Dans le Bordelais, les taxes américaines empêchent les négociants de dormir


AFP le 27/07/2025 à 10:15

Augmenteront-ils de 10%? 30%? 200%? Dans le Bordelais, les négociants en vin vivent depuis des mois au rythme des annonces du président américain Donald Trump sur les droits de douanes, assistant, impuissants, au bouleversement d'un secteur déjà en crise.

Car les Etats-Unis représentent de loin le premier marché d’exportation pour les vins de Bordeaux, avec plus de 400 millions d’euros de chiffre d’affaires (20% du total), suivis par la Chine (300 millions) et le Royaume-Uni (200 millions), selon Philippe Tapie, le président de Bordeaux Négoce.

« C’est très compliqué à gérer parce que c’est totalement insaisissable. Un jour c’est blanc, le lendemain c’est noir, l’administration américaine peut changer d’avis du jour au lendemain, et nous, on n’a aucune visibilité », dit-il à l’AFP.

A la mi-mars, Donald Trump avait menacé l’Union européenne (UE), dans le cadre de négociations bilatérales, d’imposer des droits de douane de 200% sur les alcools, en riposte à un projet de taxes européennes sur le bourbon américain. Début avril, il brandit une nouvelle menace de 20% de droits de douane sur tous les produits européens, finalement suspendue.

Depuis, ces taxes s’élèvent à 10% mais fin mai le locataire de la Maison Blanche a encore menacé d’appliquer 50%, avant d’annoncer un taux de 30% à partir du 1er août, l’échéance des négociations en cours avec l’UE.

« A 10% ou 15%, on trouvera des solutions.
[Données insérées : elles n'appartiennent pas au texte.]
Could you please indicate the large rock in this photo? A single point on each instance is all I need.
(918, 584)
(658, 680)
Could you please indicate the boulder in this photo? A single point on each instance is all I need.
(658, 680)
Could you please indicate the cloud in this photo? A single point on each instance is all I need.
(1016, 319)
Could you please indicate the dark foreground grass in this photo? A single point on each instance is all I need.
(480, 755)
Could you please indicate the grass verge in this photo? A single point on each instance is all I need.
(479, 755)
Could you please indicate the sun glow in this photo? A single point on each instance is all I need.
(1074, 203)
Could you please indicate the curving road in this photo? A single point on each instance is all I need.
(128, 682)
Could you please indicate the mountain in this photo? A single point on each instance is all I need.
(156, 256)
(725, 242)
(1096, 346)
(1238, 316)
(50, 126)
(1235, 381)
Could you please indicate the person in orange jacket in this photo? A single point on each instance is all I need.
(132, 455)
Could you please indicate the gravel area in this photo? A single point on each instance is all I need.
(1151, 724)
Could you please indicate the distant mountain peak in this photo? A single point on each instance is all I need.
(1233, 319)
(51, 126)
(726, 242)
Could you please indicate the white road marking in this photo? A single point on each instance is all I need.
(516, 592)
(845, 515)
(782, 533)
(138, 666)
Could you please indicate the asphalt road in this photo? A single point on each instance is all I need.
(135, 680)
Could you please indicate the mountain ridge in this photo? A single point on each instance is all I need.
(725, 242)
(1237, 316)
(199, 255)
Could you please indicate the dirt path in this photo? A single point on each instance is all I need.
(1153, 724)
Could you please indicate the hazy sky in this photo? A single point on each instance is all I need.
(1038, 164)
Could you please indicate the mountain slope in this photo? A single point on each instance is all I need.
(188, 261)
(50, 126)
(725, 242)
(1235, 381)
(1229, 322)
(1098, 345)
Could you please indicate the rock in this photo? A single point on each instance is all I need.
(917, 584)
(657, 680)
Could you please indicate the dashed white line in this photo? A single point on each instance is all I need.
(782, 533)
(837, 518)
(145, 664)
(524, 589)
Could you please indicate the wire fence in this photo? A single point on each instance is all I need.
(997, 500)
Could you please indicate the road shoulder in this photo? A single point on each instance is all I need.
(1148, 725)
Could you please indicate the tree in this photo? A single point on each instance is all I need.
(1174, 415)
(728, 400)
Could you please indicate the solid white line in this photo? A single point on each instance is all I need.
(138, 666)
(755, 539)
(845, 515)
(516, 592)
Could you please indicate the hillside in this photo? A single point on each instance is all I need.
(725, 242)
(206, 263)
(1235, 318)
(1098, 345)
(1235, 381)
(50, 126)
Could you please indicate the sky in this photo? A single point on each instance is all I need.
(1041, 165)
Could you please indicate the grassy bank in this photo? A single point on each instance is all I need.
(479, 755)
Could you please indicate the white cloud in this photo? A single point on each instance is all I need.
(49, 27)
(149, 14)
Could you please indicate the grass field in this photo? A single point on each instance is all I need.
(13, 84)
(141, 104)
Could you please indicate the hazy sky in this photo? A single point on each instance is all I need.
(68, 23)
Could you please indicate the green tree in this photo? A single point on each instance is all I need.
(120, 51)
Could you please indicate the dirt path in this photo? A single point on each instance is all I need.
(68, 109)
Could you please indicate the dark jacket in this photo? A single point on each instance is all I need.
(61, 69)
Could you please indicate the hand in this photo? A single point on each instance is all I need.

A 30%, non. C’est la fin de l’histoire », lance le président du syndicat des négociants bordelais qui regrette que les exportateurs soient aujourd’hui « condamnés à être en stand-by, face à une administration américaine totalement imprévisible », pendant que les stocks s’accumulent.

Dans l’import-export, « on ne peut pas raisonner à la semaine »

Car, pour exporter du vin, « il y a un minimum de 30 jours de bateau. Si on passe de l’autre côté, en Californie, c’est 60 jours. On ne peut pas raisonner à la semaine », poursuit M. Tapie, assurant n’avoir « jamais été confronté à une situation pareille » en trente ans de métier.

Twins Bordeaux, l’une des principales maisons de négociants bordelais, est aussi particulièrement « impactée » par le yo-yo des annonces et des menaces.

« Le marché américain représente environ un tiers de notre chiffre d’affaires, soit quelque 30 millions d’euros », explique Sébastien Mosès, codirecteur et copropriétaire de Twins qui expédie habituellement plus d’un million de bouteilles par an aux Etats-Unis.

Depuis janvier, « on doit être à 50% de chiffre d’affaires en moins par rapport à l’année dernière », dit-il.

Les négociants jouent un rôle central dans la commercialisation du vin bordelais et assurent notamment la majorité des ventes à l’export.

« Jusqu’à présent, on arrive à peu près à sauver les meubles parce que dès l’élection de Donald Trump (le 5 novembre 2024, ndlr), on a anticipé et envoyé un maximum de stocks aux Etats-Unis fin 2024 », explique M. Mosès, soulignant que cette incertitude n’est « pas propice à la mise en place d’une stratégie stable ».

Expédition par avion

« On fonctionne vraiment au coup par coup, avec un niveau de risque élevé », dit-il.

Twins Bordeaux a même expédié en mars des caisses par voie aérienne, environ 10.000 bouteilles. « Mais uniquement des vins très chers, à pas moins de 150/200 euros la bouteille, car par avion c’est au moins deux fois et demi le prix d’un envoi par bateau », dit-il.

D’autres ont adopté des stratégies différentes bien avant le retour de Donald Trump à la présidence, comme la maison de négoce bordelaise Bouey pour qui le marché américain représente moins de 10% de ses exportations.

« On a entrepris depuis longtemps un éclatement géographique. Face au désordre du monde, les stratégies commerciales ne peuvent plus reposer sur une stratégie mono ou bi-pays », avait indiqué à l’AFP en avril Jacques Bouey, son PDG.

Pour le plus grand vignoble AOC de France, ces droits de douanes interviennent dans un contexte déjà difficile, avec notamment une baisse de la consommation et des difficultés générales à l’export qui ont entraîné une surproduction et un effondrement du prix du vrac. Début 2023, un tiers des quelque 5.000 vignerons bordelais se déclarait en difficulté.

« On commence à être catégorie champion du monde dans l’accumulation de problèmes », se désole Philippe Tapie.